Das erste Statement von Piotr Kuroczyński stellt die Entwicklung und Bewertung einer anwendbaren Methodik für die hypothetische historische 3D-Rekonstruktion auf der Grundlage eines gemeinsamen theoretischen Ansatzes vor. Im Fokus des Impulses steht die Frage nach dem kleinsten gemeinsamen Nenner und dem Mehrwert einer Standardisierung für die Nachhaltigkeit und Wiederverwendbarkeit der Arbeitsergebnisse einer 3D-Rekonstruktion (Kuroczyński et al., 2023). Zur Sprache kommt dabei die Heterogenität hinsichtlich der Anforderungen an eine 3D-Rekonstruktion, die Vielfältigkeit der Datenformate und der Modellierungsmethoden sowie die Praxis bei der Dokumentation und Veröffentlichung der Forschungsdaten.

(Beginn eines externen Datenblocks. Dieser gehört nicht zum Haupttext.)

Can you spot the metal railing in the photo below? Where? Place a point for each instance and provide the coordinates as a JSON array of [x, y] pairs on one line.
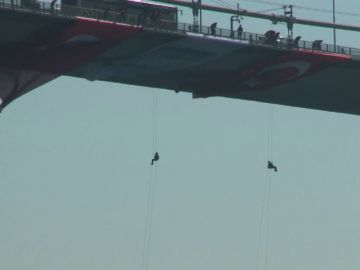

Mögliche zur Diskussion und Reflexion gestellte Fragen: Inwieweit ist eine Standardisierung und Normierung einer digitale 3D-Rekonstruktion vorstellbar und umsetzbar, um als wissenschaftliche Forschungsmethode anerkannt zu werden? Wer ist die Community und worauf kann (muss) sie sich einigen, um Praxisregeln einer guten Forschung gerecht zu werden?
Das zweite Statement von Sander Münster nimmt die Frage nach der Methodik, der Dokumentation und Veröffentlichung auf und beleuchtet diese unter den derzeitigen Entwicklungen im Bereich von Computer Vision und der künstlichen Intelligenz. Dabei werden Bezüge zu den Forschungsprojekten auf nationaler und europäischer Ebene hergestellt. Hier wird u.a. die (semi-)automatische 3D-Rekonstruktion von ganzen Städten unter zu Hilfenahme von den digitalisierten, georeferenzierten Quellen in den Landes- und Universitätsbibliotheken und Archiven vorgestellt.
Mögliche zur Diskussion und Reflexion gestellte Fragen: Lassen sich 3D-Rekonstruktionen automatisiert erstellen und wo liegen episthemische, methodische und technologische Grenzen? Welche Trends und Perspektiven ergeben sich dafür auf europäischer Ebene?
Das dritte Statement von Ina Blümel nähert sich dem Thema aus der Perspektive von Open Science, Open GLAM und digitalen Forschungsinfrastrukturen, unter anderem der NFDI. Dabei wird der Blick auf die Erstellung und kontinuierliche Anreicherung des digitalen Kulturerbes mit den Anforderungen von Forschenden, GLAM-Expertinnen und -Experten und verschiedenen anderen Zielgruppen gelenkt. Von Bedeutung ist dabei auch die Darstellung der Kooperation zwischen den Produzierenden und Nutzenden von digitalen 3D-Materialien und die daraus abgeleiteten Anforderungen für nachhaltige Dienste.
Mögliche zur Diskussion und Reflexion gestellte Fragen: Wie lassen sich Werkzeuge für die digitale 3D-Rekonstruktion in enger Abstimmung mit Forschenden und ihren Bedarfen (weiter-)entwickeln? Wie bedingen sich Community-Building und FOSS Softwareentwicklung? Welche Trends und Perspektiven ergeben sich auf nationaler Ebene (NFDI) und darüber hinaus?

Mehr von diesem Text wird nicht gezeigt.